Мы снова проговорили до полуночи. Но он не остался. Ушел.
…И вернулся через два дня, смертельно вымучив меня поминутным ожиданием звонка. Он так и не позвонил, просто пришел. Видно было, что измучен, измотан. Не мог сразу говорить. Курил в форточку. Я и не спрашивала ни о чем. Смотрела на него, молчала.
«Вот человек. Пришел ко мне из мира. Или из миров. Я не знаю о нем почти ничего. Я знаю и чувствую его целиком. Я люблю его на сто лет вперед. Откуда это ко мне? Откуда это во мне? Куда ему идти от меня? Где его любят так же?»
Отогрелся, губы дрогнули. Наконец-то мог говорить:
– Мой сын начал ходить, Лера. Ему почти семь. Надежд не было никаких. Вчера он встал с кроватки сам. Сделал шаг и упал. Попробовал ползти. У него получилось. Потом поднялся и снова шагнул, целых три шага. Врачи в шоке. Судя по снимкам, он в полном порядке. Он… он выздоровел. То есть… черт, я не знаю, как это называется, от такого не выздоравливают, это, наверное, называется «исцеление» или еще как-то… Его мать плачет и умоляет меня вернуться. Меня разрезало пополам.

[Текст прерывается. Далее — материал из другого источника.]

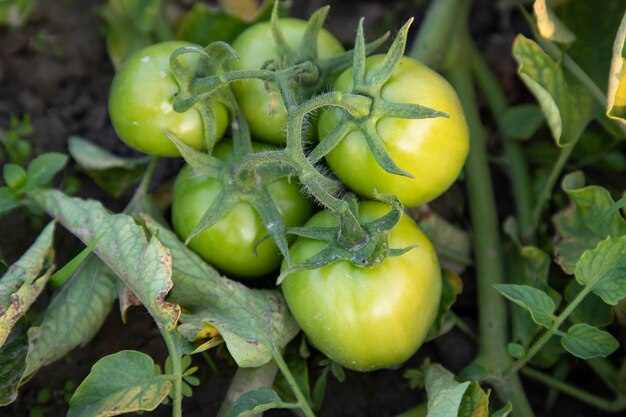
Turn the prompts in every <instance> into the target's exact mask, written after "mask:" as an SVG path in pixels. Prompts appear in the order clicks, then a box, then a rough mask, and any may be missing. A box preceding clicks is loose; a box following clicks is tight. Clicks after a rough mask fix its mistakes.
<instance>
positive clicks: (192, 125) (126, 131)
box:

Он сжал зубы, слезы побежали знакомыми дорожками.
– Ты знаешь кто? Ты – ангел. Я только увидел тебя и понял: ангел. И еще понял: ты – мое убежище, приют. Увидел тебя, услышал – и захотел умереть непременно рядом с тобой, прожить, сколько придется, и умереть. Но с тобой. С тобой – не страшно. Так я решил для себя еще вчера… – он помолчал, – еще вчера. Но уже вчера меня приговорили к другой жизни. Это любовь и… любовь. Чччерт! Лееее-ра…
«Ты заблудилась, Любовь? Сошла с ума? Что ты творишь, шальная? Какой жертвы захотела теперь?» – Я представила вдруг эту потерянно мечущуюся фигурку –
– Сережа, – сказала тихо, – мы просто перемотаем пленку назад. На три с половиной дня назад. Ты пришел, сделал замечательные полки и провел свет на фиалковую полянку. А теперь ты уйдешь. Так лучше. Видимо, Любовь требует свою жертву. Уходи сейчас.
Он скорчился на стуле, прижав ладони к лицу.
«Здесь останется моя душа, здесь останется моя душа, здесь останется…» – шептал. Я смотрела в окно. Там жизнь. Так лучше
…Ушел. Я посидела еще немножко, не двигаясь. Потом включила компьютер, вышла в Сеть, получила письма.
Читала, не понимая слов, забыв выйти из он-лайна.